Yargıtay Ceza Genel Kurulu'nun 2012/6-1309 E. 2013/258 K. Ve 20.05.2013 tarihli kararında da yer verildiği üzere "Ceza muhakemesinin en önemli ilkelerinden biri olan ve Latince olarak ifade edilen şüpheden sanık yararlanır ilkesi uyarınca, sanığın bir suçtan cezalandırılmasının temel şartı, suçun şüpheye yer vermeyen bir kesinlikle ispat edilmesidir. Gerçekleşme şekli şüpheli ve tam olarak aydınlatılamamış olaylar ve iddialar sanığın aleyhine yorumlanarak mahkûmiyet hükmü kurulamaz. Oldukça geniş bir uygulama alanı bulunan bu kural, bir suçun gerçekten işlenip işlenmediği veya işlenmiş ise gerçekleştirilme biçimi konusunda şüphe belirmesi halinde uygulanacağı gibi, suç niteliğinin belirlenmesi bakımından da geçerlidir.

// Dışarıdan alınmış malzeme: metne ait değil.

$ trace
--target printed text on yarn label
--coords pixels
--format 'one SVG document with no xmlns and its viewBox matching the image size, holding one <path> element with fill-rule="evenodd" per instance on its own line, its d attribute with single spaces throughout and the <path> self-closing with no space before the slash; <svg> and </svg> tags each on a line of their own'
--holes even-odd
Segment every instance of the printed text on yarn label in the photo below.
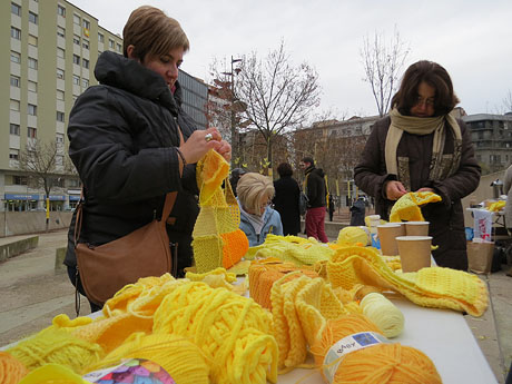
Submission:
<svg viewBox="0 0 512 384">
<path fill-rule="evenodd" d="M 390 341 L 374 332 L 360 332 L 336 342 L 327 352 L 324 358 L 324 375 L 329 383 L 334 382 L 334 375 L 342 363 L 343 357 L 351 352 L 366 348 L 368 346 L 390 343 Z"/>
<path fill-rule="evenodd" d="M 176 384 L 166 370 L 144 358 L 130 358 L 117 366 L 90 372 L 83 376 L 90 383 L 166 383 Z"/>
</svg>

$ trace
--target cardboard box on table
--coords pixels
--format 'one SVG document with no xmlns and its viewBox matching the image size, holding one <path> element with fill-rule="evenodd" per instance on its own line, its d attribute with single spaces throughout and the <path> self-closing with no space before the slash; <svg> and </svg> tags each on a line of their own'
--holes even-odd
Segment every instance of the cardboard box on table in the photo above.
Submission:
<svg viewBox="0 0 512 384">
<path fill-rule="evenodd" d="M 467 267 L 475 274 L 490 274 L 494 242 L 467 242 Z"/>
</svg>

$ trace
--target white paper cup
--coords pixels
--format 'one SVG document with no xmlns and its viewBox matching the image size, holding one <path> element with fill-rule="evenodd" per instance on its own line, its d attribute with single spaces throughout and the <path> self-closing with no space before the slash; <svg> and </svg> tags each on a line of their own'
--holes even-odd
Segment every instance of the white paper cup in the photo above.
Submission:
<svg viewBox="0 0 512 384">
<path fill-rule="evenodd" d="M 417 272 L 431 266 L 432 236 L 398 236 L 402 272 Z"/>
<path fill-rule="evenodd" d="M 396 237 L 404 235 L 404 227 L 400 223 L 390 223 L 377 226 L 381 252 L 385 256 L 398 255 Z"/>
<path fill-rule="evenodd" d="M 406 221 L 405 234 L 407 236 L 429 236 L 429 221 Z"/>
</svg>

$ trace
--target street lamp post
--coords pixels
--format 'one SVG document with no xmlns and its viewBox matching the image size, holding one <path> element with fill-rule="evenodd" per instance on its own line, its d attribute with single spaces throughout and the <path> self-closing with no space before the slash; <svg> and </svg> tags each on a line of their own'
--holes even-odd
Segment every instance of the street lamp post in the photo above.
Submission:
<svg viewBox="0 0 512 384">
<path fill-rule="evenodd" d="M 233 65 L 235 62 L 240 62 L 242 59 L 234 59 L 232 56 L 232 71 L 230 72 L 223 72 L 223 75 L 227 75 L 232 78 L 230 86 L 232 86 L 232 97 L 230 97 L 230 130 L 232 130 L 232 151 L 233 151 L 233 157 L 232 157 L 232 168 L 234 168 L 235 159 L 238 158 L 238 135 L 236 130 L 236 119 L 235 119 L 235 70 L 233 68 Z M 236 70 L 238 73 L 239 69 Z"/>
</svg>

Ceza mahkûmiyeti, yargılama sürecinde toplanan delillerin bir kısmına dayanılarak ve diğer bir kısmı göz ardı edilerek ulaşılan ihtimali kanaate değil, kesin ve açık bir ispata dayanmalıdır. Bu ispat, hiçbir şüphe ve başka türlü bir oluşa imkan vermeyecek açıklıkta olmalıdır.
"
Yine müvekkilin videodaki kişinin yaşında hataya düşmüş olabileceği de göz önünde bulundurulduğunda müvekkilin indirimden faydalanmasının kuvvetle muhtemel olduğu, müvekkil hakkında ortada bir şikayet bulunmadığı, müvekkilin adli sicil kaydının olmadığı da açıkça ortadadır.
Yargılamanın muhtemel sonuçlarını göz önüne aldığımızda tutukluluk hali çok ağır bir tedbirdir. Tutuklama müvekkil açısından bir tedbir olmaktan çok cezaya dönüşecektir.
Şöyle ki; müvekkil yakın zamanda ameliyat olmuştur. Beyin, kalp ve akciğer rahatsızlıkları hat safhada olan biridir. Raporları savcılık dosyasına sunulmuş olmasına rağmen bu hususlar değerlendirmeye alınmamıştır. İfadesinin alındığı gün dahi rahatsızlık geçirmiş kolluk kuvvetleri tarafından tedavi olması amacıyla hastaneye götürülmüş; kontrolleri yapan doktor müvekkilin incelenmesi için Göğüs Hastalıkları ve Kardiyoloji servisine sevk vermiştir. Sulh Ceza mahkemesinde müvekkilin tedavi gördüğünü, tedavisi amacıyla oğlunun ikametinde olduğunu, oğlunun ikamet adresini özellikle bildirmiş olduğumuz halde bu hususların hiçbiri dikkate alınmamış adete müvekkil cezaevine ölüme gönderilmiştir.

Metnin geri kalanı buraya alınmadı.